Природа процесса возбуждения заключается в следующем. Все клетки организма имеют электрический заряд, создаваемый неодинаковой концентрацией анионов и катионов внутри и вне клетки. Различная концентрация анионов и катионов внутри и вне клетки является следствием неодинаковой проницаемости клеточной мембраны для разных ионов и работы ионных насосов. При действии раздражителя на возбудимую клетку сначала, как правило, обычно очень быстро повышается проницаемость ее мембраны для Na+ и быстро возвращается к норме, затем - для К+ и тоже быстро, но с некоторым отставанием возвращается к норме. Вследствие этого ионы перемещаются в клетку и из нее согласно электрохимическому градиенту (совокупность концентрационного и электрического градиентов) – это и есть процесс возбуждения.
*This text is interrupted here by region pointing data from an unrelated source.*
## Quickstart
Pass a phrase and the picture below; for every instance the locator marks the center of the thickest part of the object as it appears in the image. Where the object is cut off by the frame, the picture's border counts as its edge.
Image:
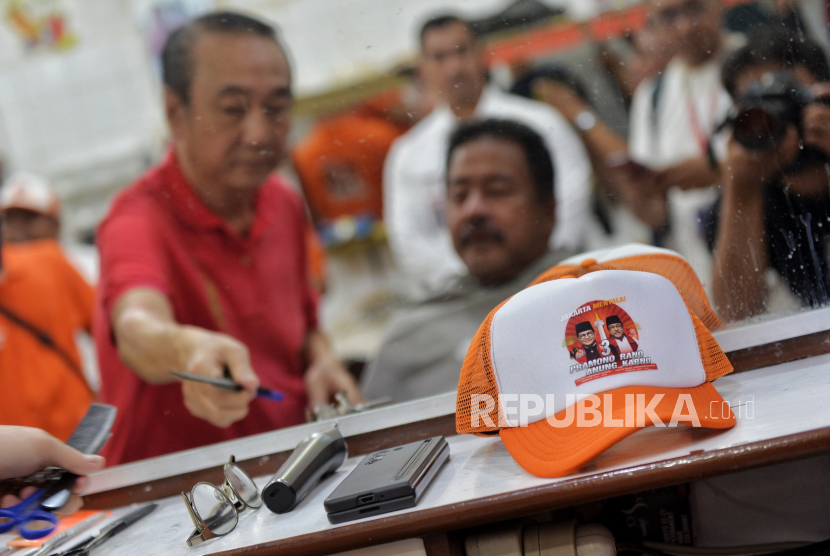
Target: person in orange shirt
(43, 302)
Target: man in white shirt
(452, 64)
(673, 117)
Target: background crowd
(394, 226)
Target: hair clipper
(318, 455)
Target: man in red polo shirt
(203, 261)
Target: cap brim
(548, 451)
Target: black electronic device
(315, 457)
(766, 109)
(388, 480)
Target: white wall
(336, 42)
(90, 118)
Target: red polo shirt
(158, 233)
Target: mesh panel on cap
(671, 267)
(477, 378)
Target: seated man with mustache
(500, 214)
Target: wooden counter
(782, 416)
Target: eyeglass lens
(214, 508)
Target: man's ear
(174, 109)
(550, 208)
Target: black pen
(109, 531)
(229, 384)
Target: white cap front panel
(606, 330)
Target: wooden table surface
(782, 415)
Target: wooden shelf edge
(548, 497)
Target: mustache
(475, 232)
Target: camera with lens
(767, 108)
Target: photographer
(775, 209)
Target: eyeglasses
(215, 510)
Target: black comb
(94, 429)
(88, 438)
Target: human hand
(815, 120)
(27, 450)
(326, 376)
(746, 171)
(207, 353)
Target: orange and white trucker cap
(570, 366)
(29, 192)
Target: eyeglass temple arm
(201, 533)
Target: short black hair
(539, 160)
(443, 20)
(177, 56)
(770, 45)
(524, 85)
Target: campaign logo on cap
(569, 366)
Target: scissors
(31, 521)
Возбуждение возможно только в том случае, если клетка постоянно поддерживает ПП (потенциал покоя, мембранный потенциал).
|
Потенциал покоя
ПП - это разность электрических потенциалов между внутренней и наружной средой клетки в состоянии ее покоя. При регистрации ПП луч осциллографа во время прокола мембраны клетки микроэлектродом скачком отклоняется вниз и показывает отрицательный заряд внутри (см. рис. 1, А). Величина ПП обычно варьирует в пределах -30-90 мВ (в волокнах скелетной мышцы -60-90 мВ, в нервных клетках -50-80 мВ, в гладких мышах -30-70 мВ, в сердечной мышце -80-90 мВ). Органеллы клеток имеют собственные заряды, величина которых вариабельна. Например, у митохондрий этот потенциал составляет 175 мВ.
Роль ПП: является основной для возникновения возбуждения потенциала действия (ПД). ПП – это признак жизни самой клетки и организма в целом.
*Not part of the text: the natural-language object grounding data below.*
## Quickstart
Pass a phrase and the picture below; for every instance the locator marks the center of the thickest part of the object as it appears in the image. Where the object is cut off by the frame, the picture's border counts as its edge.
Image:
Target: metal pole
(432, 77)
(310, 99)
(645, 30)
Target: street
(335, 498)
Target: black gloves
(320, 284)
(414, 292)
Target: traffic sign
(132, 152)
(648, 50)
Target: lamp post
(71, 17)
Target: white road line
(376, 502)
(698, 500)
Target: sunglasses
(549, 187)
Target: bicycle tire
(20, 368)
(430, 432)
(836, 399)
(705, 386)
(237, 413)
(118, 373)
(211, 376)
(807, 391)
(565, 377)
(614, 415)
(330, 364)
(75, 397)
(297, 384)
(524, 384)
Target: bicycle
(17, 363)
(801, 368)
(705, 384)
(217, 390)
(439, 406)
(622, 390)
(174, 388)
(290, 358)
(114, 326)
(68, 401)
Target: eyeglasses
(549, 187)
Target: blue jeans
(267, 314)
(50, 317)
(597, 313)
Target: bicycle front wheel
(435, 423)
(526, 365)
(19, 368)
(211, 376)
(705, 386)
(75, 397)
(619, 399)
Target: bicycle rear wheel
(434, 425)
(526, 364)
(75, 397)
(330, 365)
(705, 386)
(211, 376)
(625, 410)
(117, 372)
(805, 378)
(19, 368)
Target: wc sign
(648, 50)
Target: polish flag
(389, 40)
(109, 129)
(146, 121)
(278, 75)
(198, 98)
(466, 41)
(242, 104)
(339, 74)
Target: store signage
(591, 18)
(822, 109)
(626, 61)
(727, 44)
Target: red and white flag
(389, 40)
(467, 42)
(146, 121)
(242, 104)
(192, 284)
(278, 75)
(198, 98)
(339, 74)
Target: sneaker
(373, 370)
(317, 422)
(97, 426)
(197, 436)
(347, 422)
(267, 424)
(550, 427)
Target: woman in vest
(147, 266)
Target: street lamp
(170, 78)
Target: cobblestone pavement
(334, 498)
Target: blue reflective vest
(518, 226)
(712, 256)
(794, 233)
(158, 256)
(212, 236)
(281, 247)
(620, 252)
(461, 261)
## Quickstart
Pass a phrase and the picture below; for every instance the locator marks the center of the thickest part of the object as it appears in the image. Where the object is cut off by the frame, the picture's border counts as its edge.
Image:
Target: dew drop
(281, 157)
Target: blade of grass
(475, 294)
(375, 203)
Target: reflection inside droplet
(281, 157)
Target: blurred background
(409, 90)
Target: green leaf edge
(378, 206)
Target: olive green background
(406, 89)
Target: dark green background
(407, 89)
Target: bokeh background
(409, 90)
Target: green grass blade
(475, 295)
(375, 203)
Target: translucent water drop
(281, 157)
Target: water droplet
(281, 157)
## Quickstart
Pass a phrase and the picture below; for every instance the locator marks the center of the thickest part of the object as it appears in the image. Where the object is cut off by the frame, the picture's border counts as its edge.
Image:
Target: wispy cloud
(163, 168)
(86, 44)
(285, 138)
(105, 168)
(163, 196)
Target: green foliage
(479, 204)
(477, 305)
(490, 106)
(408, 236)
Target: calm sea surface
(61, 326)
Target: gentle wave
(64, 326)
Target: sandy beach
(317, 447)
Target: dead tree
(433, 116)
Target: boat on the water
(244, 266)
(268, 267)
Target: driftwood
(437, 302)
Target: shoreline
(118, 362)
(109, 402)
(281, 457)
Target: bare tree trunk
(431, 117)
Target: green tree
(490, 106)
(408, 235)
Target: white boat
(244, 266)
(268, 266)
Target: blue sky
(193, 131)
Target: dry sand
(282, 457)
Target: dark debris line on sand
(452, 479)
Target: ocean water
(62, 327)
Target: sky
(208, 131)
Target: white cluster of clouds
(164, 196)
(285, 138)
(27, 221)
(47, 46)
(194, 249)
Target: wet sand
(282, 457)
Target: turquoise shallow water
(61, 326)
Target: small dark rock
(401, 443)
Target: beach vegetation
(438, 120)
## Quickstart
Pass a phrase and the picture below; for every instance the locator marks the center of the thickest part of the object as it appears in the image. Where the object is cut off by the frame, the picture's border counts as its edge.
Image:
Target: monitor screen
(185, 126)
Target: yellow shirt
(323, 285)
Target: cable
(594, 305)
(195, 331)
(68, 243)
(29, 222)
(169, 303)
Непосредственной причиной существования ПП является неодинаковая концентрация анионов и катионов внутри и вне клетки (рис. 2)
Рис. 2. Распределение ионов Na+, K+ и Cl- по обе стороны мембраны сомы нейрона; рисунок иллюстрирует происхождение мембранного потенциала сомы нейрона (Гайтон, 2008)
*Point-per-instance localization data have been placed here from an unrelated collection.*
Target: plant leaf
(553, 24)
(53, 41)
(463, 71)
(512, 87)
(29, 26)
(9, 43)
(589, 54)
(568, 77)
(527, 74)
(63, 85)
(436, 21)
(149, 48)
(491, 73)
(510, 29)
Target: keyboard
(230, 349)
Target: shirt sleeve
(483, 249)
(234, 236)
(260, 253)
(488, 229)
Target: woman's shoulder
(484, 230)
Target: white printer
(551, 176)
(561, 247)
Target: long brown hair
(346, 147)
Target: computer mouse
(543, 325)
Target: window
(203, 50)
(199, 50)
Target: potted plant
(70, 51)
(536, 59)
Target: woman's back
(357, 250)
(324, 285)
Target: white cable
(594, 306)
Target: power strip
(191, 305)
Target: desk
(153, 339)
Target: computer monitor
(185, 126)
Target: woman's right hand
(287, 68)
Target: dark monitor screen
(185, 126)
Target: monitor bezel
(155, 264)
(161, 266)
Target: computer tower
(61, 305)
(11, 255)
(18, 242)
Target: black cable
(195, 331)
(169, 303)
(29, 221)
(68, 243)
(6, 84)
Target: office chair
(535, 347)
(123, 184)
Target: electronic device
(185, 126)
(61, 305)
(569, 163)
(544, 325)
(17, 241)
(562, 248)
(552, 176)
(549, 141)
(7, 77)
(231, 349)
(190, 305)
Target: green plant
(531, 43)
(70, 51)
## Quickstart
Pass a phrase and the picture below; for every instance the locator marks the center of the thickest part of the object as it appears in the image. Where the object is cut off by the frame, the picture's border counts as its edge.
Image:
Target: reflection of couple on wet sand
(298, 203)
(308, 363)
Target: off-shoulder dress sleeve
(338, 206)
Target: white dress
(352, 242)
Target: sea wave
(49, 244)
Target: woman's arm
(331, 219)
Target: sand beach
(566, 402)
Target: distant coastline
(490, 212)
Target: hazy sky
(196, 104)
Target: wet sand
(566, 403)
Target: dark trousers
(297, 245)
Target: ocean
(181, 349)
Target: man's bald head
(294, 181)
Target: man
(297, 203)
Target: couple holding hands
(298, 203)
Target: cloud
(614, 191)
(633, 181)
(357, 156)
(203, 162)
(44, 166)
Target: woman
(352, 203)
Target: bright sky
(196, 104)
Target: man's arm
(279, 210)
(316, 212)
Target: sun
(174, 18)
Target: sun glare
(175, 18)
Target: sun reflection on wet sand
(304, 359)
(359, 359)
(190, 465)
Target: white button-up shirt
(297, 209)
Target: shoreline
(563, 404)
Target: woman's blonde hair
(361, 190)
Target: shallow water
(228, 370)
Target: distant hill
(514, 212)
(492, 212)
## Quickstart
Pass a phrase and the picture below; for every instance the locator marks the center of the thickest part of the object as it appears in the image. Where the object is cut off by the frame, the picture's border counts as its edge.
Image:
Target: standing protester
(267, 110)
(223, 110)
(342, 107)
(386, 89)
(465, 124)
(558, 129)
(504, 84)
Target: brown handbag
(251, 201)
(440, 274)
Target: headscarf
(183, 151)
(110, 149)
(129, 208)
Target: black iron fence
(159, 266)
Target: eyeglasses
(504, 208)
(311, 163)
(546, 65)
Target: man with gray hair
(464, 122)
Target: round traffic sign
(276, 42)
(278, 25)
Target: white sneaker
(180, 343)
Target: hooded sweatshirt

В нервных и мышечных клетках концентрация К+ внутри клетки примерно в 40 раз больше, чем вне клетки; концентрация Na+ вне клетки в 14 раз больше, нежели в клетке (табл. 1).
Таблица 1. Внутри- и внеклеточная концентрация ионов (мМ) в мышечных клетках гомойотермных животных
Внутриклеточная | Внеклеточная | ||
Na+ | Na+ | ||
K+ | K+ | ||
Cl- | Cl- | ||
HCO3- | HCO3- | ||
A-* | Прочие катионы |
*А- высокомолекулярные внутриклеточные анионы
Ионов С1- вне клетки 20 раз больше, чем внутри клетки. В клетке имеется большое количество ионов Mg+. Кальций в свободном (ионизированном) состоянии находится в основном вне клетки. В клетке находятся также крупномолекулярные анионы, главным образом это глутамат, аспартан, а также органические сульфаты, фосфаты.
|
Неравномерное расположение ионов внутри и вне клетки является, во-первых, следствием неодинаковой проницаемости клеточной мембраны для различных ионов, и во-вторых, - работы ионных насосов, транспортирующих ионы в клетку и из клетки вопреки их электрохимическим градиентам.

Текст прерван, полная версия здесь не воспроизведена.